From Dismissing Believers to Discipling Leaders: John Moon’s Story

October 23, 2025

3 min read

John Moon. Screenshot, source: John Moon International Ministries Facebook

John Moon didn’t set out to find God. In fact, faith was almost absent from his upbringing. His grandparents had gone to a Lutheran church, and his mother took him a handful of times, but religion never made its way into his daily life. By the time he got to Washington State University, he had no spiritual compass and little interest in finding one.

Then came the conversations. Friends and classmates spoke about Jesus not as a figure from history but as someone they knew. They described a living voice, a presence that guided them. Moon’s first reaction was disbelief — maybe even suspicion. “How do you know somebody like that?” he thought. “These people must be a little crazy.”

But the same story kept returning, and with it a curiosity he had never felt before. One day, someone gave him a Bible. He opened it and noticed words printed in red. He didn’t know what they meant, so he started there. Page after page, he read the words of Jesus. And somewhere between those red lines, something shifted. He went to his knees and prayed a simple prayer: I don’t know if this is true, but I want to know.

That prayer lit the fuse. Moon describes a moment of spiritual breakthrough — an encounter that moved his faith from theory to reality.

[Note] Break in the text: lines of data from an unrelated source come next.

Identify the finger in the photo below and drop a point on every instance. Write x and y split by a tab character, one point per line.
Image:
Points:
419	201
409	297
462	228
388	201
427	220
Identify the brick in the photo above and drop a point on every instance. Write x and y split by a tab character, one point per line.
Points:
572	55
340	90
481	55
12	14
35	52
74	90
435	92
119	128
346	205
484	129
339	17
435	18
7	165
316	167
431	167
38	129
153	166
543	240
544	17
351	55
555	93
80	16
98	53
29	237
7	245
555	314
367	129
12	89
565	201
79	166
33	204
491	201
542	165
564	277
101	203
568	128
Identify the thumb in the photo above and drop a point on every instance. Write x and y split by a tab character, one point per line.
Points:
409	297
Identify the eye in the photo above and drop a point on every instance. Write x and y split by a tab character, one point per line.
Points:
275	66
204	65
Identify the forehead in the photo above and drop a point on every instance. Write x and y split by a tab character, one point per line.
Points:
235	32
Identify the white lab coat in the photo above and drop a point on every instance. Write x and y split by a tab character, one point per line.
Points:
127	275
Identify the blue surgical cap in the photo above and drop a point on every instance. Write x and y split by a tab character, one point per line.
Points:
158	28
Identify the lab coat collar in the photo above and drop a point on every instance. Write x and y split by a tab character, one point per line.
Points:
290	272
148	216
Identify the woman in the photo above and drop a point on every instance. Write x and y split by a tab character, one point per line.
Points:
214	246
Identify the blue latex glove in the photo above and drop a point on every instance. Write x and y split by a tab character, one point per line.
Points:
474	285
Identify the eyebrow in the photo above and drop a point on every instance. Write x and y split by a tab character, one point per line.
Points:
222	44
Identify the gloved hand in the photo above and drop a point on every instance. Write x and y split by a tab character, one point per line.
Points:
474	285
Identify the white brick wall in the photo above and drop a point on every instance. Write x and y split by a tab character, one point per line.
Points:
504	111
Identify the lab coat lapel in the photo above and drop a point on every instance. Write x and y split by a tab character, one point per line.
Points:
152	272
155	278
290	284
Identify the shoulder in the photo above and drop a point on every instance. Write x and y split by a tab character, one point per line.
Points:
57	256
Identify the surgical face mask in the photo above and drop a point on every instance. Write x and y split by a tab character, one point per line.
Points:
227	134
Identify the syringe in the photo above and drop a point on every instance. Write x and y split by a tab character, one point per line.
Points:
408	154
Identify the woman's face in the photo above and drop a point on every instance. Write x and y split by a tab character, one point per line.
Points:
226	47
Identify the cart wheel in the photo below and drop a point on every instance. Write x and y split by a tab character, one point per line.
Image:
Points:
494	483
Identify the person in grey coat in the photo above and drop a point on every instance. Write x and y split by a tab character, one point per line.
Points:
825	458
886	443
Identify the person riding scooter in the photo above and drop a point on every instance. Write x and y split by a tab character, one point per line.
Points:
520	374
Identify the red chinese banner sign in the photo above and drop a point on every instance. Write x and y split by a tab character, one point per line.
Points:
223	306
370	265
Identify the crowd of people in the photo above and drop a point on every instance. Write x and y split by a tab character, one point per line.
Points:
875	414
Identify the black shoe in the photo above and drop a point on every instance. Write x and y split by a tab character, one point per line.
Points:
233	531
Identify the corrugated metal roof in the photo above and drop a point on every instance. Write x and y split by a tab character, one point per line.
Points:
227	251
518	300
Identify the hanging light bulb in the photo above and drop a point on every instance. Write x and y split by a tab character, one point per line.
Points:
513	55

He joined a local church, threw himself into study, and learned to speak about what he had experienced. His life, once untouched by faith, began to orbit around it.

Still, he never left business behind. Trained in economics and real estate, Moon built a career that ran parallel to his ministry. For more than two decades, he traveled the world — Africa, Asia, South America — preaching on six continents while also keeping a foothold in real estate. To him, business and faith weren’t in competition. They were two sides of the same call.

On a recent episode of Biblical Money, Rabbi Rami Goldberg of Israel365 asked Moon about that connection. His answer was unapologetic: God designed the world for multiplication, and business reflects that design. “Everything in creation is made to multiply,” he said. “Seeds, trees, animals — nothing was created to stay the same. Why would business be different?”

Quoting from Isaiah and Deuteronomy, Moon insisted that profit is not something to be embarrassed about. Income may cover expenses, but profit allows growth, freedom, and blessing. In Deuteronomy 8, Moses told Israel they would one day build good houses, see their herds grow, and watch their silver and gold increase. The warning was not against prosperity itself but against forgetting its source: Remember, it is God who gives you the power to create wealth.

That wealth, Moon emphasized, comes with responsibility. Abraham prospered, but he was chosen because God knew he would guide his children and steward his household well. In the same way, today’s entrepreneurs are called not just to earn but to shepherd — to build businesses that bless employees, customers, and communities. “Profit,” Moon said, “is meant to establish covenant. It’s not just about what you gain. It’s about what you build.”

In his own real estate practice, that shows up in process and people. He focuses on excellence from start to finish — making sellers and buyers feel they received more than they expected. The goal is not just a closed deal but what he calls “raving fans,” clients who return and tell others. For him, a good business is a form of discipleship: caring for people, earning trust, and multiplying blessing.

This December, Moon will step into Israel for the first time, leading a group of leaders from around the world. Though he has read and preached the stories for years, he admits he has only known the land through text and video. Now he looks forward to seeing the hills and valleys with his own eyes. “The Bible has been black and white and red for me,” he said. “I want to see it in color.”

For a man who once dismissed faith as fantasy, that first trip carries weight. It’s a return to the source of the stories that first unsettled him in a college dorm room. And it is another step in a journey that has carried him from skepticism to stewardship, from reading red letters to teaching others that profit itself can be holy when it is placed in the service of something greater.